"Now Trump is acting the same. He is supporting Russia!" she said, with panic in her voice.
This is precisely the issue that much of central and eastern Europe is thinking about, as it looks with concern at the news coming from Washington.
It's easy to get caught up in the drama of FBI director James Comey and NSA Director Mike Rogers giving testimony to the House Intelligence Committee
about the Trump's wiretapping claim, alleged Russian interference in the US election and what, if any, relationship Trump's campaign aides had with Moscow.
While these allegations rightly concern Americans, here in Lithuania, it is more than a matter of domestic politics.
Since his election, President Trump has done little to halt the growing confidence of Russian President Vladimir Putin
. For those of us in the Russian "spheres of interest," this carries potentially chilling consequences.

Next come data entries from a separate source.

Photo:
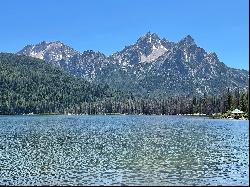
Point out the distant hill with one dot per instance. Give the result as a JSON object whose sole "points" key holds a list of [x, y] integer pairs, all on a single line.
{"points": [[151, 66], [31, 85]]}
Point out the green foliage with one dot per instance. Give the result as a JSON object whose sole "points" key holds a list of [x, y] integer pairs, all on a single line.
{"points": [[31, 85]]}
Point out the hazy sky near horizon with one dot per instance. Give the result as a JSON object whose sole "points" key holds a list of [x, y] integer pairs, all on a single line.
{"points": [[107, 26]]}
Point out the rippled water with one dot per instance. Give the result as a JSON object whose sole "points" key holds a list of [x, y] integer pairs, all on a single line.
{"points": [[123, 150]]}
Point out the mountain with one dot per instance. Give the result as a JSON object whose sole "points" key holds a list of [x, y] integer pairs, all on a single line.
{"points": [[151, 66], [29, 84]]}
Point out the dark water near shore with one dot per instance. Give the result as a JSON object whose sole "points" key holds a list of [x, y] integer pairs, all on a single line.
{"points": [[123, 150]]}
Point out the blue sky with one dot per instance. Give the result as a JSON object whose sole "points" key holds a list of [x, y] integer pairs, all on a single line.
{"points": [[219, 26]]}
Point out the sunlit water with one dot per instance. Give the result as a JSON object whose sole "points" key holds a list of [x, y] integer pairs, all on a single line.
{"points": [[123, 150]]}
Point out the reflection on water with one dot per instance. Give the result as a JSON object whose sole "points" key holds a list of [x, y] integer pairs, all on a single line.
{"points": [[123, 150]]}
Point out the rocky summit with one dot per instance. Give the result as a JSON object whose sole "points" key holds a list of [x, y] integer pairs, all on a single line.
{"points": [[151, 66]]}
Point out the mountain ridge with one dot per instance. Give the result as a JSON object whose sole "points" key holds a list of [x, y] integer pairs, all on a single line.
{"points": [[150, 65]]}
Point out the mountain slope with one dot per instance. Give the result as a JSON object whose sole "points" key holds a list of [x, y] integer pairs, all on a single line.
{"points": [[30, 85], [151, 66]]}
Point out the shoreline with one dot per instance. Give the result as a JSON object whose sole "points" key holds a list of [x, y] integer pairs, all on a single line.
{"points": [[118, 114]]}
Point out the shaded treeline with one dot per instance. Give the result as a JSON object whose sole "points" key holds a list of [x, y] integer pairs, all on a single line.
{"points": [[31, 85]]}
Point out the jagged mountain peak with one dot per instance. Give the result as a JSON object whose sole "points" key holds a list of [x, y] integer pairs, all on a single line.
{"points": [[149, 38], [150, 64], [187, 41]]}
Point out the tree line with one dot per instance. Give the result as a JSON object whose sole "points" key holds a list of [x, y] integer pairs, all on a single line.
{"points": [[30, 85]]}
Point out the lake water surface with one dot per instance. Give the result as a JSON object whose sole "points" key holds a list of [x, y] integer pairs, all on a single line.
{"points": [[123, 150]]}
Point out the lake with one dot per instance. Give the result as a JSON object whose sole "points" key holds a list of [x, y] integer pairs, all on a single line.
{"points": [[123, 150]]}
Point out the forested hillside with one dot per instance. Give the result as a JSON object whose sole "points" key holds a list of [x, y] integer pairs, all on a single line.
{"points": [[30, 85]]}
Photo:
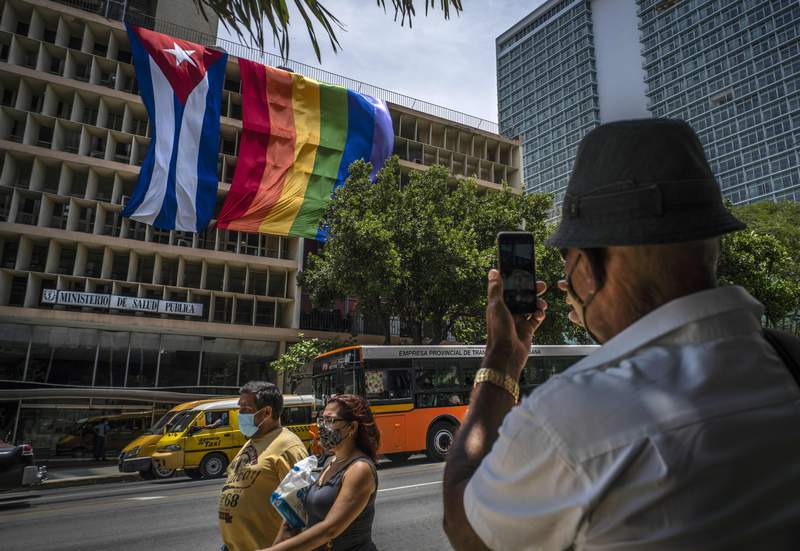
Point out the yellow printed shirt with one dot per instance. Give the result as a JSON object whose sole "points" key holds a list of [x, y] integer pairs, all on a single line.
{"points": [[247, 519]]}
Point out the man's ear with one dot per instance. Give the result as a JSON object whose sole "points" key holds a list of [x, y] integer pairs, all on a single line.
{"points": [[593, 267]]}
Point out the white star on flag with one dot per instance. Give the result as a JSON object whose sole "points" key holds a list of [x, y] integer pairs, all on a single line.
{"points": [[181, 55]]}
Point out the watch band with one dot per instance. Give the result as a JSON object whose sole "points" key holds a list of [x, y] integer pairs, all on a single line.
{"points": [[498, 378]]}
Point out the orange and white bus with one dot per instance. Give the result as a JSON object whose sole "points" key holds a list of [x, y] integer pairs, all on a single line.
{"points": [[419, 394]]}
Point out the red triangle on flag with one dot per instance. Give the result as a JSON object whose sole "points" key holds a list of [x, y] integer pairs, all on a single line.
{"points": [[183, 63]]}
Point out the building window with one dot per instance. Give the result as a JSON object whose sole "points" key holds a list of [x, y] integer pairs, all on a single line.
{"points": [[214, 277], [19, 285], [180, 360], [220, 363], [191, 277], [62, 355], [223, 309], [143, 360], [112, 359], [244, 311], [94, 262], [146, 266]]}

In his inaugural address, his first statement as US President, Trump said: "We will seek friendship and goodwill with the nations of the world -- but we do so with the understanding that it is the right of all nations to put their own interests first. We do not seek to impose our way of life on anyone, but rather to let it shine as an example for everyone to follow."
Now the President is following up words with action. In his budget, outlined last week, Trump confirmed earlier reports that he intends to dramatically scale back funds to the State Department.
What does that actually mean? Russian state-owned media has been very fast to translate
. They wrote before the budget was officially announced that Trump was ready "to slaughter sacred US cows" and to stop "democracy export."
"Democracy export" is a phrase commonly used in Russian propaganda.
They've used it to describe the Arab spring, the Euromaidan protest in Ukraine and even the Lithuanian declaration of independence 27 years ago.
But in none of these historical events was there a drop of American imposition. I know this very well from my own family's history. No one made my father's uncle write and print illegal literature in his own flat.
No American helped him in 1980, when he was sentenced to prison and exiled to Siberia for seven years. No one told my parents in 1987 to take their 3-year-old daughter -- me -- to a demonstration against the Soviet Union in Vilnius. Nor did America organize the Baltic Chain
-- in which 2 million people joined their hands for freedom.
America didn't impose any of these things on us. Rather, America gave us hope. We always knew that we were not alone. Like when the US refused to recognize the incorporation of the Baltic states into the Soviet Union. Or how the Lithuanians who managed to break through iron walls were welcomed to come to the US as refugees.
There was the the Voice of America on the radio, giving us small sips of truth. And American journalists bore witness as Soviet tanks tried to run over the fragile freedom of Lithuania on January 13, 1991.
Democracy is not a thing to export. It's impossible to export a wish for freedom and justice. But when a country gives everything for liberty, it's good to have friends with same values who can teach them how to transition from revolution to functioning democracy.
And one of the best ways to learn is to see and experience.
As a journalist, I had the opportunity to go abroad through Digital Communication Network, a group that exists because of State Department support. After a fellowship at PolitiFact, I opened a fact-checking unit in Lithuania, 15min.lt.
Today, my nation isn't the only one wondering how Washington will treat Moscow and the rest of the world. Our neighbors in Ukraine, Moldova and Georgia are working hard to escape from the prison of Russia's sphere of interest. If Trump keeps his promise, it won't be long before the world faces another Ossetia or Crimea.
Americans shouldn't forget about us in the Baltic states -- they could even learn something from us as they go through their period of political turmoil. We lived in a world of fake news for 50 years. We had propaganda all around us, but didn't lose the capability to identify the truth and to reach for the information we needed.
Trump seemingly doesn't realize that by saying he doesn't care about the rest of the world he plays into the hands of his own country's enemies. America first should not mean turning a blind eye elsewhere. If Putin knows that the US is not looking, he might just remember Russia's interest in the Baltic states.